Food producers might be beginning to realize the marketing potential of declaring their products GMO free. General Mills has announced that they will make their best selling cereal Cheerios without GMOs.

If you’re like me, your first reaction is one of cynicism. We all know Cheerios are made from oats and currently there’s no such thing as genetically-modified oats. But that doesn’t mean that the sweetener — corn syrup — isn’t made from GMO corn.

But I think we can see this as a good sign. General Mills has felt the pressure, put their ear to the ground, and lifted their finger into the wind. The margin of victory for the no-labeling forces in both California was only 2 % and that was achieved by huge sums spent on advertising most of which was not about labeling per say but about technicalities. Or out-and-out falsehoods. They know that nine out of ten Americans favor GMO labeling and almost 6 out of ten say that would not buy foods that were labeled to show the product contained GMOs. Even General Mills doesn’t need a weatherman to know which way the wind blows. Why not put the breeze at their backs?

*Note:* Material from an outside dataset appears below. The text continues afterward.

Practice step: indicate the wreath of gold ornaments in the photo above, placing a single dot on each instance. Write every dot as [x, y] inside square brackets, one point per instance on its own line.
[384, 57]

Of course, this is a very small step. Some might see this as a reason for keeping government from requiring GMO labels — market pressures will take care of things. But we can’t see all companies, especially those with products made mostly of GMO soy or corn, jumping on the bandwagon, let alone the down-line manufactures of the seed and related supplies — yes, we mean Monsanto et al. Maybe a requirement would help give us consumers who want to remove GMOs (and for good reason) from our diet a choice?

But companies deciding that it’s in their best interest to advertise the absence of GMOs in their products? That’s cool. And consider the fact that it may make them less likely to donate big bucks to organizations dedicated to stopping GMO labeling — yes, General Mills has been in bed with the Grocery Manufacturers Association. Already, some of the big agro-chemical companies are quaking, as well as the financial institutions that support them.

Let’s hope this is the beginning of a trend. But let’s not forget efforts underway to allow foods containing GMOs to be labeled “natural,” and the like. A small victory is no reason to give up the struggle.